Kubernetes Tip: How To Gracefully Handle Pod Shutdown?
There are many use-cases where Pod delete requires to be handled gracefully. Few examples are; logs of the deleting pod to be stored in a remote location, Current requests/jobs to be processed before Pod deletes, or update certain rules/fields before shut down. Such use-cases require an understanding of how the shutdown process works that help better designing the system.
Here is the flow of events when the Pod get’s deleted.
The pictures consider a user deleting the pod using either delete CLI or delete API while this operation can occur in many ways such as auto-scaling, rolling updates, etc. Irrespective of the case, the flow of events remains the same as described in the picture which is elaborated below.
When api-server receives a delete pod message, it sets the status of the pod to terminating state.
Kube-proxy running as daemonset on all nodes watches for the status change of the pod to remove the terminating pod from service endpoints.

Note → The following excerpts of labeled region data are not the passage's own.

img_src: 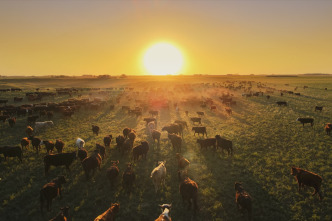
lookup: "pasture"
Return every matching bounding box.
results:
[0,76,332,221]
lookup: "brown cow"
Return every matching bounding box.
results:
[234,182,252,220]
[94,203,120,221]
[291,167,323,200]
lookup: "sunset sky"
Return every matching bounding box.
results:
[0,0,332,75]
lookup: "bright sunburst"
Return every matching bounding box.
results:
[143,43,183,75]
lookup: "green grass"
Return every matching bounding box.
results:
[0,76,332,221]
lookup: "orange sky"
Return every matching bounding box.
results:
[0,0,332,75]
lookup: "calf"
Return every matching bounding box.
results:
[133,141,149,161]
[40,175,66,213]
[8,117,16,127]
[0,146,23,162]
[216,135,233,156]
[178,170,199,213]
[122,163,136,192]
[92,125,100,136]
[82,150,102,180]
[176,153,190,169]
[21,137,30,150]
[296,117,314,127]
[191,127,207,137]
[197,138,216,150]
[190,117,202,124]
[291,167,323,200]
[54,139,65,153]
[324,123,332,135]
[106,160,119,186]
[234,182,252,220]
[104,135,112,147]
[155,204,172,221]
[94,203,120,221]
[44,152,76,175]
[41,140,54,154]
[168,134,182,152]
[150,161,166,193]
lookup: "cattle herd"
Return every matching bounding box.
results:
[0,78,332,221]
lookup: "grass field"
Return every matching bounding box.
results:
[0,76,332,221]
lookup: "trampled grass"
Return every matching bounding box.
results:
[0,76,332,221]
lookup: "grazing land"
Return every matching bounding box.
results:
[0,75,332,221]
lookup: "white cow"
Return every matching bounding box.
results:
[76,138,85,149]
[151,161,166,192]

Kubelet actually does grunt of the work. For each container in the pod, Kubelet checks If the preStop hook is configured run preStop script for graceful shutdown. If the preStop hook is not configured, Kubelet sends a SIG_TERM signal to containers' main process(PID 1) for it to shutdown gracefully. After grace-terminate-period, Kubelet will forcefully kill any running containers in both the cases described.
After completing all these operations, Kubelet updates api-server to remove the pod completely.
By default, graceful-terminate-period is set to 30 seconds but is a configurable parameter as part of pod Spec
Alternatively, One can use CLI and provide a graceful-terminate-period as an option during a delete operation.
Updated Based On Comments.
For a truly graceful shutdown, event Remove_Pod_From_Service must occur before event Send_SIG_TERM_Signal for the pod to handle the last few requests gracefully but these events occur asynchronously with no guaranteed order. Ordering is achieved by having a preStop hook that sleeps for a few seconds expecting Remove_Pod_From_Service occurs before Send_SIG_TERM_Signal.
The recommendation is to configure preStop hook and graceful-terminate-period for applications such that Remove_Pod_From_Service event always occurs before Send_SIG_TERM_Signal event.
I hope this helps. Appreciate your comments.